If you want an SSL certificate that’s trusted by browsers, it must be provided by a known SSL certificate provider, also called Certificate Authority. InfinityFree integrates with multiple SSL providers, because different SSL providers are better suited for some circumstances. This article details the various options we support, and which we recommend for you.

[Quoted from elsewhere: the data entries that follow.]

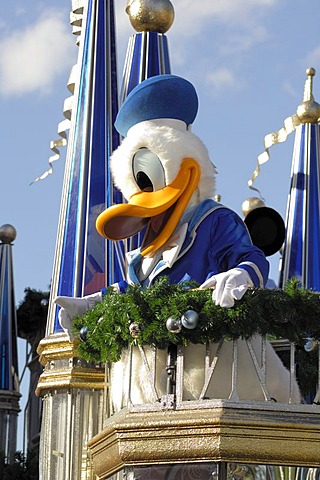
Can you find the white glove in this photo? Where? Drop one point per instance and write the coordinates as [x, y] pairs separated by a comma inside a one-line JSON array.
[[72, 306], [229, 286]]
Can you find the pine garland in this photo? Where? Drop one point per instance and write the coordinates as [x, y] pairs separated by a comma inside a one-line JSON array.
[[292, 313]]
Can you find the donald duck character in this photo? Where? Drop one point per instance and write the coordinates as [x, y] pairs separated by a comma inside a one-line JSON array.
[[164, 172]]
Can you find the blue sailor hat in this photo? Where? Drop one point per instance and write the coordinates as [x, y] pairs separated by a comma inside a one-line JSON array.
[[161, 96]]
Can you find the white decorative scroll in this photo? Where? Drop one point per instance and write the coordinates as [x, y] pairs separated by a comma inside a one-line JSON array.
[[289, 125], [76, 17]]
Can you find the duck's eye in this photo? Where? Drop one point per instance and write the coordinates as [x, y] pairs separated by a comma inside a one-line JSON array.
[[148, 170]]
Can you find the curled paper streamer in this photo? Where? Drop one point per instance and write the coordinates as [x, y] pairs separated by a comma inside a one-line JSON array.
[[76, 18], [54, 144], [289, 125]]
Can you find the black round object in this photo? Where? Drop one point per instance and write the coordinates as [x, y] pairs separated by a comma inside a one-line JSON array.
[[266, 228]]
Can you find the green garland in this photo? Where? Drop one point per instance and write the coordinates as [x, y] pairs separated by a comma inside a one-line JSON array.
[[292, 313]]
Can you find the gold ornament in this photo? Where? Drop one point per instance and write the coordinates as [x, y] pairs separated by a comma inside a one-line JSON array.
[[150, 15]]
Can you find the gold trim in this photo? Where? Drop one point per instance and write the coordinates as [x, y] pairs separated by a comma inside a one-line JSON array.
[[56, 347], [74, 377], [259, 434]]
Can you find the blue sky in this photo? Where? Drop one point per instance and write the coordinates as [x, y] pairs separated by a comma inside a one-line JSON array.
[[246, 58]]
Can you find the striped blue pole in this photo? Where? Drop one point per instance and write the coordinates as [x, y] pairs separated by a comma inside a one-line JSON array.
[[8, 317], [84, 261], [301, 253]]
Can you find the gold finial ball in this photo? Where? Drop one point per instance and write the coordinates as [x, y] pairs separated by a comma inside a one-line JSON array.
[[7, 233], [309, 112], [250, 204], [310, 72], [150, 15]]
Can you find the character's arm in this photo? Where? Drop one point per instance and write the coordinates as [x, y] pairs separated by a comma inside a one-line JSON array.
[[241, 264]]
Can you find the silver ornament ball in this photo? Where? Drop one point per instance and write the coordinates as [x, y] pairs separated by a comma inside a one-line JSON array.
[[190, 319], [310, 345], [174, 325], [134, 330]]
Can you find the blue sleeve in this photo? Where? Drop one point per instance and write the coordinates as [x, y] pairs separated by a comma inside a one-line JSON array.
[[232, 246]]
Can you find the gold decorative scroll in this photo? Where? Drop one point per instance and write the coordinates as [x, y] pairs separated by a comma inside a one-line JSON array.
[[289, 125]]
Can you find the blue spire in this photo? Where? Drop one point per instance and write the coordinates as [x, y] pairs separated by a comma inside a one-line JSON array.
[[84, 261], [301, 254], [147, 56], [8, 319]]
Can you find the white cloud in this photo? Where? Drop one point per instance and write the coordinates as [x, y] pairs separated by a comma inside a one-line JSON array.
[[31, 59], [223, 79], [192, 16]]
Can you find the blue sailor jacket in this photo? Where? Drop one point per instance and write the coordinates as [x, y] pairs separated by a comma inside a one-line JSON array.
[[216, 241]]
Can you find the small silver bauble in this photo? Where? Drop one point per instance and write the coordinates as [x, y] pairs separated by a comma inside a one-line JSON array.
[[174, 325], [190, 319], [134, 330], [310, 345], [44, 302], [83, 334]]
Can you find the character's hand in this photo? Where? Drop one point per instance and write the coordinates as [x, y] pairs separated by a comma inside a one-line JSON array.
[[72, 306], [229, 286]]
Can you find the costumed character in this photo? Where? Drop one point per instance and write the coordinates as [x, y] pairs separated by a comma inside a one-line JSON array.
[[165, 173]]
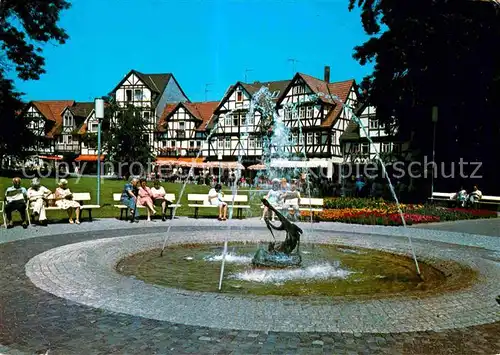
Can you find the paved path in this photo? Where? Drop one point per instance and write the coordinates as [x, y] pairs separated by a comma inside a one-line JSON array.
[[32, 319]]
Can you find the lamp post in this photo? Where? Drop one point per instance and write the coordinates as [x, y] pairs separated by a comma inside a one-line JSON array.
[[435, 114], [99, 115], [219, 157]]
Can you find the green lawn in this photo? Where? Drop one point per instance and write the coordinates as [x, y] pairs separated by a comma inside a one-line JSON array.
[[108, 187]]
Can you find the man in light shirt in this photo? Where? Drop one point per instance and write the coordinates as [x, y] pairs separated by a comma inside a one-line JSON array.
[[15, 200], [159, 198], [215, 198], [37, 195]]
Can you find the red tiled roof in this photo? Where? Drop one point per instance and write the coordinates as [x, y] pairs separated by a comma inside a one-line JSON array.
[[163, 119], [200, 110], [52, 111], [203, 111]]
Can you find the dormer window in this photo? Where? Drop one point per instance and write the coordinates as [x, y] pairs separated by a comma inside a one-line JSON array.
[[137, 95]]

Which SSL providers are available?

Let’s Encrypt

Let’s Encrypt is the world’s largest SSL certificate provider. Let’s Encrypt changed the world by offering free SSL certificates to everyone, and by focusing on short lived certificates and automation. Let’s Encrypt does not provide any paid services, they are a non-profit sponsored by browser makers, hosting providers and other companies trying to make the internet safer.

Features

• Certificates are valid for 90 days.
• Easy renewal process (only need to setup CNAME record once, which can be reused on renewal).
• Usually issued in around 30 seconds.
• Trusted by most modern web browsers.

Who should use it?

We recommend Let’s Encrypt to everyone who hosts their own domain name with us. Let’s Encrypt’s setup process is fast, easy and reliable and their certificates are well known and trusted.

Google Trust

Google provides a wide range of services, including various products for security. They recently added free SSL certificates to their portfolio.

Features

• Certificates are valid for 90 days.
• Easy renewal process (only need to setup CNAME record once, which can be reused on renewal).
• Usually issued in around 30 seconds.
• Trusted by most modern web browsers.

Who should use it?

We recommend Google Trust if you are having issues with Let’s Encrypt, for example if you have reached the limit on the number of certificates per domain name you can get.

ZeroSSL

ZeroSSL is a free SSL certificate provider. They typically charge extra if you want advanced certificates with more domains or longer lifetime, but they provide free SSL certificates valid for 90 days.

Features

• Certificates are valid for 90 days.
• Easy renewal process (only need to setup CNAME record once, which can be reused on renewal).
• Usually issued in around 10 minutes
• Trusted by most modern web browsers.

NOTE: We are experiencing many random errors and rate limiting issues with ZeroSSL. We do still provide it as an option, but recommend other SSL providers if possible.

Who should use it?

You can use ZeroSSL if you are having issues with Google Trust or Let’s Encrypt. We recommend both of those for most users.

Who should use it?

If you are using Cloudflare on your domain, we recommend a Self Signed certificate along with Cloudflare’s Full SSL mode. Full SSL mode provides a good balance between security and easy of use. It’s more secure than Flexible SSL, but doesn’t require regular SSL certificates like with “Full (strict)” mode.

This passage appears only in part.